Este livro, organizado e prefaciado pela escritora e ensaísta Arlete Nogueira da Cruz, torna pública a versão integral, até hoje inédita, do longo ensaio que Franklin de Oliveira dedicou à obra romanesca de Josué Montello. Ao inseri-la no contexto dos desdobramentos literários surgidos no Maranhão e que incluem as contribuições de João Francisco Lisboa, Gonçalves Dias, Odorico Mendes, Sousândrade, Raimundo Correia, Teófilo Dias e Fontoura Xavier, o notável ensaísta examina na obra do romancista a relação dialética entre o herdado e o novo, cuja origem, como argumenta, encontra-se na saga de São Luís do Maranhão fundada por Aluísio Azevedo. Em seus termos, enquanto Aluísio põe em confronto forças sociais, Josué descreve conflitos morais, ou seja, aprofunda e matiza os reflexos sociais projetados no psiquismo humano.

“Pela autonomia absoluta que outorga aos personagens, a carga semântica que atribui às situações, a capacidade de dicção, o poder de dizer através da ação e a transparência estilística com que organiza o mundo romanesco”, a ficção de Josué Montello problematiza o estatuto do narrador, aos seus olhos de exímio crítico, sempre empenhado em conferir à arquitetura interna de seus romances e aos aspectos formais de sua escrita a relevância cultural e humanística das reações do leitor em face da matéria narrativa.
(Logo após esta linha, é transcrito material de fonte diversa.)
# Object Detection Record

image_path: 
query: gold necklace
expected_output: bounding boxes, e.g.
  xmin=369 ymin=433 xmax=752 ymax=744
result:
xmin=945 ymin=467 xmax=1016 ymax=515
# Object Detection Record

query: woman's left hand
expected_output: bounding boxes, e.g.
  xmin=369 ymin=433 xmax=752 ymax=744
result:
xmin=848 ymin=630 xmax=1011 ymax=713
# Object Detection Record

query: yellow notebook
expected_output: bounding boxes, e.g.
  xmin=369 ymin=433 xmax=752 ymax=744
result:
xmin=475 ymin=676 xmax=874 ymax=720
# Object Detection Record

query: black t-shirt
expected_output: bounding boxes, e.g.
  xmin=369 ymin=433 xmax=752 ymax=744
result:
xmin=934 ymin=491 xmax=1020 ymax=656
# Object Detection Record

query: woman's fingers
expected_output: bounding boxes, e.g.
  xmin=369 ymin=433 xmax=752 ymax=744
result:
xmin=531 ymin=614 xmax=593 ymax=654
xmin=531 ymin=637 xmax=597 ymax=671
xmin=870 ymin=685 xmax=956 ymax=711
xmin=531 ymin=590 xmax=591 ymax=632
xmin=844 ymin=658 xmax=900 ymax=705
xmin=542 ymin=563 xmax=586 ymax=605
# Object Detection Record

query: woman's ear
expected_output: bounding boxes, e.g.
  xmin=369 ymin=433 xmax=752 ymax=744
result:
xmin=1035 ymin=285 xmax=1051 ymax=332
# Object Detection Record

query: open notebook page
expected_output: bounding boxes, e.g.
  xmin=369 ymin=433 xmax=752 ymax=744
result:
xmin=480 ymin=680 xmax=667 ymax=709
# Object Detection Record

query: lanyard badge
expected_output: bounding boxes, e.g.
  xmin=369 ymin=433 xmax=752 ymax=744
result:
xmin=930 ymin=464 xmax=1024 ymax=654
Tem-se aqui, portanto, não apenas um esquadrinhamento dos romances de Josué Montello acerca da identidade maranhense perdida na passagem do século XIX para o século XX, mas também uma preciosa exemplificação da potência tanto crítica quanto literária de dois autores de uma mesma geração que, forjados nas particularidades políticas, econômicas e sociais desse estado brasileiro, “sonharam os mesmos sonhos”, tão logo se aperceberam de sua vocação para o exercício vivo da palavra.

 

Franklin de Oliveira

Nasceu em São Luís do Maranhão no dia 12 de março de 1916, começando a trabalhar ainda adolescente na imprensa maranhense como redator de A Tribuna, de seu tio Agnello Costa, e de O Imparcial, Folha do Povo, A Pacotilha, Diário do Norte e Diário da Tarde. Em 1938, transferiu-se para o Rio de Janeiro, onde se tornou redator do jornal A Notícia. Nos anos seguintes, trabalhou em vários jornais e na revista O Cruzeiro, onde manteve a página “Sete Dias”. Em 1955, substituiu Álvaro Lins como editorialista do Correio da Manhã, periódico em que desempenhou a crítica literária, em rodízio com Otto Maria Carpeaux, além de assinar uma coluna sobre música. Foi redator-chefe e diretor de edição num dos momentos mais difíceis desse jornal. No Rio Grande do Sul, exerceu a função de secretário-geral do Conselho de Desenvolvimento do Estado. Em 1963 a 1964, ocupou importantes cargos na Petrobras, da qual foi demitido pelo governo militar em razão de suas convicções políticas. Posteriormente anistiado, recebeu merecida indenização. De volta ao jornalismo, foi redator do jornal O Globo e colaborador da Folha de S. Paulo, bem como assinou uma crônica semanal na revista Senhor nos anos 1980 e redigiu vários verbetes monográficos para a Enciclopédia Mirador Internacional. Em 1982, recebeu o Prêmio Machado de Assis, da Academia Brasileira de Letras, pelo conjunto de sua obra. Faleceu no Rio de Janeiro em 2000.